A federal judge has ruled in favor of the U.S. Equal Employment Opportunity Commission's religious discrimination lawsuit against the clothing chain Abercrombie & Fitch. A jury will consider the case at a later date and decide what damages are owed by the employer. The EEOC claimed in its lawsuit that the corporation violated the Civil Rights Act of 1964 in its reasoning for not hiring a job applicant.
The young woman arrived to an interview for a job at Abercrombie Kids wearing a head scarf, or hijab. The hiring manager reportedly noted that the applicant wore the head scarf and could not be hired because she did not fit with the employee look policy. The EEOC claimed that the corporation should have provided exceptions in its employee dress code policy for items worn for religious reasons.
Since the employer did not provide these reasonable accommodations or exceptions, the EEOC filed the lawsuit. The federal court agreed with the EEOC and said that Abercrombie & Fitch did not provide enough evidence that it did not discriminate against the job applicant based on religion.

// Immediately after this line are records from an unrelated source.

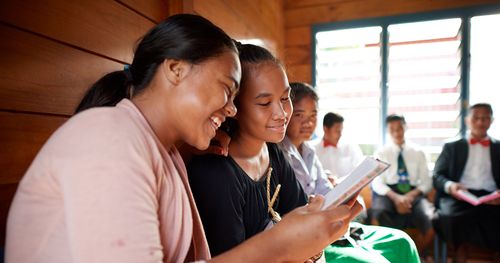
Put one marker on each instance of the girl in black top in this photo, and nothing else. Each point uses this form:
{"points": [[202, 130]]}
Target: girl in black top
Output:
{"points": [[240, 195]]}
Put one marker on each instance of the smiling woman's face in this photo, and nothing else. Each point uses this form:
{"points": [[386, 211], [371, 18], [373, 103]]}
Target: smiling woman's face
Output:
{"points": [[264, 106], [205, 98]]}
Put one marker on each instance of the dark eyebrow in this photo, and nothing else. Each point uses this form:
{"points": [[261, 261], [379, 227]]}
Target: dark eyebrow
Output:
{"points": [[236, 84], [287, 89], [263, 95]]}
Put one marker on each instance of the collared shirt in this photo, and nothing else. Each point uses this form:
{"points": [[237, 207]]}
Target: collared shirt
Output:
{"points": [[416, 166], [477, 172], [340, 160], [307, 168]]}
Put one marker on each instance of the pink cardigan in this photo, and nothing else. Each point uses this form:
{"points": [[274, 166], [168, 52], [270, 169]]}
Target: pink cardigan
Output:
{"points": [[104, 189]]}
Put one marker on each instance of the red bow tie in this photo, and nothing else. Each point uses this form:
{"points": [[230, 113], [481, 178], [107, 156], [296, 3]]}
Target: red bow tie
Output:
{"points": [[485, 142], [326, 144]]}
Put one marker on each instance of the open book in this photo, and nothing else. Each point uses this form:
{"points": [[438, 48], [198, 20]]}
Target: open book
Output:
{"points": [[474, 200], [358, 178]]}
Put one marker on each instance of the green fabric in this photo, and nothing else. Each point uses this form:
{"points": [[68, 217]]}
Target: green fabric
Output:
{"points": [[379, 244]]}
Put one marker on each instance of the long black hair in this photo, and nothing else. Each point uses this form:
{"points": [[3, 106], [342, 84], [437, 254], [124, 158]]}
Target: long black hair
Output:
{"points": [[185, 37]]}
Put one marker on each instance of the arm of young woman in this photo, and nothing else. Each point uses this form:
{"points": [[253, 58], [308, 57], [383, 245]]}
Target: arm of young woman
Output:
{"points": [[300, 234]]}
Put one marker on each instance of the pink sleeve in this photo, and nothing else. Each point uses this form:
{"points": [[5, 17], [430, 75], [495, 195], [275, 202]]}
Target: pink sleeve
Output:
{"points": [[110, 203]]}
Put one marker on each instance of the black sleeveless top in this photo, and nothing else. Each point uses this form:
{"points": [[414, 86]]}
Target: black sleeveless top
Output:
{"points": [[232, 206]]}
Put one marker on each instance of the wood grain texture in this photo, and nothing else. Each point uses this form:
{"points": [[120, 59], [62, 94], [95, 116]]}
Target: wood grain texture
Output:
{"points": [[39, 75], [7, 192], [105, 27], [247, 20], [156, 10], [298, 36], [298, 55], [290, 4], [22, 136], [299, 73]]}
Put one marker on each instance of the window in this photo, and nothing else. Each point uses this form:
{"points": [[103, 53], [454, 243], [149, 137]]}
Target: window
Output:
{"points": [[485, 73], [424, 79], [348, 66], [416, 67]]}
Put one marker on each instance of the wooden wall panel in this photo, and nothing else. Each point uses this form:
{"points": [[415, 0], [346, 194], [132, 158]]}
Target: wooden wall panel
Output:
{"points": [[40, 75], [301, 15], [156, 10], [298, 36], [7, 192], [247, 19], [21, 137], [104, 27], [289, 4], [300, 73], [298, 55], [51, 52]]}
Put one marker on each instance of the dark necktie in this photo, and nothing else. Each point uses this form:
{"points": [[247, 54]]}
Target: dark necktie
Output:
{"points": [[403, 182]]}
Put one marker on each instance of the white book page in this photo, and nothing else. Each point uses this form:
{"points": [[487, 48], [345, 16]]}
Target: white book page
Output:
{"points": [[358, 178]]}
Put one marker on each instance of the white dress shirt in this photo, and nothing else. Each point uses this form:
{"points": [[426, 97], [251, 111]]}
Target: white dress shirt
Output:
{"points": [[307, 168], [340, 160], [416, 166], [477, 172]]}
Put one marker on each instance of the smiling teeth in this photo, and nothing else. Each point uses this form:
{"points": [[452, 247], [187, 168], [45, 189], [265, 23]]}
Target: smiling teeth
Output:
{"points": [[216, 121]]}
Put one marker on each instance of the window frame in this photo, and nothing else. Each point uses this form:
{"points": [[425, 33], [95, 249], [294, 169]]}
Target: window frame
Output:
{"points": [[465, 14]]}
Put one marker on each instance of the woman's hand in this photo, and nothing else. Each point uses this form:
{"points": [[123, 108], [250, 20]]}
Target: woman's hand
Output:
{"points": [[301, 234], [307, 230]]}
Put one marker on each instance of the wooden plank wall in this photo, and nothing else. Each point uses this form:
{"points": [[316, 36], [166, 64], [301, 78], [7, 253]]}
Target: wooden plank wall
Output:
{"points": [[260, 20], [300, 15], [51, 52]]}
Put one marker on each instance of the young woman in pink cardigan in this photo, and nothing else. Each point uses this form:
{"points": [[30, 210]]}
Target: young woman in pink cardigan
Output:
{"points": [[110, 186]]}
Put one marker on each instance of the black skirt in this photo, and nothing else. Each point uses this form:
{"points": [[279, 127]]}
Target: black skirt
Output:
{"points": [[459, 222]]}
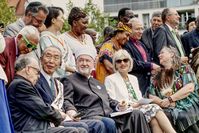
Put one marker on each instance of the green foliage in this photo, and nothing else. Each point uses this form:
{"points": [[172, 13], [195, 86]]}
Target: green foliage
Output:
{"points": [[7, 14]]}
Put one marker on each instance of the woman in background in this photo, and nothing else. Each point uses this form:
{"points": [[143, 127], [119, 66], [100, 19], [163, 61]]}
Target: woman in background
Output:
{"points": [[104, 64], [122, 86], [174, 87], [54, 23]]}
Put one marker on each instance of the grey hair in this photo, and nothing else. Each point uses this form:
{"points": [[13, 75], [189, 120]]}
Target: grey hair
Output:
{"points": [[52, 46], [134, 20], [30, 30], [122, 54], [22, 61]]}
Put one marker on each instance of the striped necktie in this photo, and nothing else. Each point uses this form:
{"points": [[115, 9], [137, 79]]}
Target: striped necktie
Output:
{"points": [[179, 45], [52, 86]]}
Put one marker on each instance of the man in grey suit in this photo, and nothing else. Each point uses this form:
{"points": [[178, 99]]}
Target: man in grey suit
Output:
{"points": [[191, 39], [166, 35], [147, 36], [35, 15]]}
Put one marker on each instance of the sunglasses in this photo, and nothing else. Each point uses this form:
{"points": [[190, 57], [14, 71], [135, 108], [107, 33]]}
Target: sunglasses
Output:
{"points": [[29, 44], [123, 60], [38, 21]]}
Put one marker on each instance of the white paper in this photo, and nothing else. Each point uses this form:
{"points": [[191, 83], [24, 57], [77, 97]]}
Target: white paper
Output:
{"points": [[121, 112], [144, 101]]}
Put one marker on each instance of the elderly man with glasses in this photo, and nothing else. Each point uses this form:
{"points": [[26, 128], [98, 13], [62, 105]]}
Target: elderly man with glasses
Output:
{"points": [[35, 15], [28, 110], [25, 42]]}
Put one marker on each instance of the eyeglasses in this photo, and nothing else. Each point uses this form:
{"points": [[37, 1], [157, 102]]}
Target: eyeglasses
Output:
{"points": [[36, 69], [122, 60], [29, 44], [38, 21]]}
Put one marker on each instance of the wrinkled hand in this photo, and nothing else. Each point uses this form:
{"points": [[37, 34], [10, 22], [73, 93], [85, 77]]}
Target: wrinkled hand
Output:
{"points": [[184, 60], [122, 106], [42, 28], [165, 103], [63, 114]]}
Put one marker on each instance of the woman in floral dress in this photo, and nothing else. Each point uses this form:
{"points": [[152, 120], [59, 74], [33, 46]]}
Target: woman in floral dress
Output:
{"points": [[174, 87]]}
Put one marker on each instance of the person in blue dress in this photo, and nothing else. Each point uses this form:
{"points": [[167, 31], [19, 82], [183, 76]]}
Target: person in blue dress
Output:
{"points": [[5, 119]]}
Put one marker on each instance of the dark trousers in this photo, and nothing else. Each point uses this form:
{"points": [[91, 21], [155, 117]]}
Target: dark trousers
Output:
{"points": [[62, 130], [133, 122], [90, 125]]}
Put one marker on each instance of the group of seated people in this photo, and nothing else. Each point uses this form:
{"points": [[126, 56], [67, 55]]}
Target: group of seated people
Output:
{"points": [[51, 87]]}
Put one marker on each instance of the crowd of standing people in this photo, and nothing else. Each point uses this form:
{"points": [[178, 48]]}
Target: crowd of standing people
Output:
{"points": [[53, 82]]}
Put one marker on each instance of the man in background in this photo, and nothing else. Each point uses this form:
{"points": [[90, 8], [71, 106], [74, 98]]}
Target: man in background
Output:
{"points": [[35, 15], [147, 36]]}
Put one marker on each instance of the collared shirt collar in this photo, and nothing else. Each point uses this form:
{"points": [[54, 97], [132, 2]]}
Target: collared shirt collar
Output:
{"points": [[170, 28], [46, 76]]}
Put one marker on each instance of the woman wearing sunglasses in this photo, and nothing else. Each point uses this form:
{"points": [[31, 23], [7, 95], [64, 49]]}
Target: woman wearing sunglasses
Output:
{"points": [[124, 87], [104, 64]]}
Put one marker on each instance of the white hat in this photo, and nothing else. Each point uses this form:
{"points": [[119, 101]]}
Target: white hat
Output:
{"points": [[86, 51]]}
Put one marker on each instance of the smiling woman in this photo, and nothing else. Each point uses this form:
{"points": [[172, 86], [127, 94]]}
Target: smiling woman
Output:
{"points": [[122, 86], [175, 88], [104, 64]]}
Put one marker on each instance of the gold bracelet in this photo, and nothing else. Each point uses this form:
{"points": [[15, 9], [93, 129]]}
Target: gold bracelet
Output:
{"points": [[170, 99]]}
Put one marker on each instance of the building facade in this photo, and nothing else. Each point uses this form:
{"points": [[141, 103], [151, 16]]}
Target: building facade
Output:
{"points": [[143, 9]]}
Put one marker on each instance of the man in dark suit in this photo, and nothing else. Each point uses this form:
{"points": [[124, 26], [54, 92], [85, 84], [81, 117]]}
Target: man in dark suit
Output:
{"points": [[28, 110], [54, 95], [147, 36], [191, 39], [166, 34], [84, 92], [142, 65], [26, 41]]}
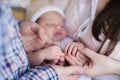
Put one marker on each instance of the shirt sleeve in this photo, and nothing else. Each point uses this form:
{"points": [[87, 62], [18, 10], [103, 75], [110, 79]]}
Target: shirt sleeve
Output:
{"points": [[14, 63]]}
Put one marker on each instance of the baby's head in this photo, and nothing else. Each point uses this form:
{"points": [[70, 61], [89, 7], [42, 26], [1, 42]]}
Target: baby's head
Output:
{"points": [[52, 20]]}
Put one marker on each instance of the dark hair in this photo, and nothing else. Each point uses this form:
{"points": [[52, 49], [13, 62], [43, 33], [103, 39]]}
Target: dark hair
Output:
{"points": [[108, 23]]}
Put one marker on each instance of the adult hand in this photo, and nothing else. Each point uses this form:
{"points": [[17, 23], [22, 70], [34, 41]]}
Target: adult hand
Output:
{"points": [[68, 73], [33, 36], [100, 64]]}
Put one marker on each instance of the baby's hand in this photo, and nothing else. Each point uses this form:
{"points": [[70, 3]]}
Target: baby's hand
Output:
{"points": [[52, 53], [72, 48]]}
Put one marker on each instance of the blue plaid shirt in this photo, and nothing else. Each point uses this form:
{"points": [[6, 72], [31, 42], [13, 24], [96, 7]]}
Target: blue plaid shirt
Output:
{"points": [[14, 64]]}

This particular case occurred in Oklahoma. The EEOC enforces federal employment laws in Nevada and across the country. The EEOC makes sure that employers are following federal laws that prohibit employment discrimination based on an intrinsic characteristic or status, such as sex, race, age, disability, religion or national origin. Employers need to take care to follow these laws while crafting employee policies or handbooks and corporate hiring policies.